The CNIL does not appear to have issued notification of the decision on its own website — likely because it’s preliminary. (Although EU DPAs do not always publish decisions, either.)

It remains to be seen whether the watchdog will stick to its guns as a French adtech giant pushes aggressively back against its findings.

But the preliminary decision is just the latest blow (in Europe) for the so-called ‘surveillance advertising’ ecosystem — which, during earlier years of regulatory slumber on data protection, made it its mission to strip web users of their privacy in a bid to optimize advertisers’ ability to manipulate individuals’ attention.
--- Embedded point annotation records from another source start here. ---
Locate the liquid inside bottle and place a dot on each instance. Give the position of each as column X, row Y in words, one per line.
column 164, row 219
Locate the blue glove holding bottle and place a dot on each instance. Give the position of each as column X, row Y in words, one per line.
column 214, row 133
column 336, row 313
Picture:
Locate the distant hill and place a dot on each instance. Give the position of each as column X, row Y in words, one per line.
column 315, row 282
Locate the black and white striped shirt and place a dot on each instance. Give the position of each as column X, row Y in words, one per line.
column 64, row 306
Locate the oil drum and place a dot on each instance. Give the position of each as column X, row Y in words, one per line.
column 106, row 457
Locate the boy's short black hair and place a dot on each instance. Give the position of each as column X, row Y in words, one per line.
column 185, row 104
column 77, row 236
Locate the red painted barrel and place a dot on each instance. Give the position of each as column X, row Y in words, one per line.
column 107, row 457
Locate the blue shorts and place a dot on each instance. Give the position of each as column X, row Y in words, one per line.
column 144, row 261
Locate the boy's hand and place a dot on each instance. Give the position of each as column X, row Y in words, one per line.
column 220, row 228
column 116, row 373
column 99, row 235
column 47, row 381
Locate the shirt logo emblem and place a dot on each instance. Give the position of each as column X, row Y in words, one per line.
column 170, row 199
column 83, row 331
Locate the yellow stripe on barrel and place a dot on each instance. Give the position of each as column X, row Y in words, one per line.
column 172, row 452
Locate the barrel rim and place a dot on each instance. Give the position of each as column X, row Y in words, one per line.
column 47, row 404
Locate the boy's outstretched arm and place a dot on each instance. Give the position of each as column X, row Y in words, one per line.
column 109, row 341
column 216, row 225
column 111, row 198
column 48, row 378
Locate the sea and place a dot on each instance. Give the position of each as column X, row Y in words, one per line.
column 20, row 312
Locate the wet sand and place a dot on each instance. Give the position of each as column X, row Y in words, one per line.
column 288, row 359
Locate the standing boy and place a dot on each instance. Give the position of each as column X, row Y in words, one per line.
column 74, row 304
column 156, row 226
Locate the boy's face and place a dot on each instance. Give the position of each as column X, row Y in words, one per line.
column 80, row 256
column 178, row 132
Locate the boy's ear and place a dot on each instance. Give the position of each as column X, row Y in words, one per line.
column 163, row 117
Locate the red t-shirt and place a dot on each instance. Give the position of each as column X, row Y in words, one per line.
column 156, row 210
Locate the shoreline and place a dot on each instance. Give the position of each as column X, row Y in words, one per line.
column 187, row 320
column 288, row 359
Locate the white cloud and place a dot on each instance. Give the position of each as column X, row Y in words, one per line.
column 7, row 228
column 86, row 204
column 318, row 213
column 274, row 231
A string of privacy and data scandals have raised awareness of what some critics dub the biggest data breach of all time — leading to a rude awakening around mainstream adtech’s creepy, consentless modus operandi, which in turn is leading to a dual regulatory and legislative reckoning (even as plenty of actual GDPR enforcement remains still to come).

Earlier this year, Belgium’s DPA confirmed an earlier preliminary finding against ad industry body, the IAB Europe, and its flagship cross-industry standard for collecting user choices around tracking ads, called the Transparency and Consent Framework/TCF — identifying a laundry list of GDPR violations and giving the IAB a hard deadline of six months to reform the framework to bring it into compliance (although privacy experts have suggested nothing short of a root and branch reconfiguration of these systems will do).

In recent years, France’s CNIL has also issued some major sanctions against tracking cookie violations — under the bloc’s ePrivacy legislation — and earlier this year Google (one of the sanctioned tech giants) issued a revised cookie banner in Europe which finally offers users a clear choice to deny its tracking. Quite the win.

This year, EU lawmakers have also agreed on a ban on the use of sensitive data and children’s data being used for targeted  advertising in incoming digital regulations. While a judgement just this week, by the bloc’s top court, looks set to bolster that incoming restriction by cementing a non-narrow definition of what constitutes sensitive data.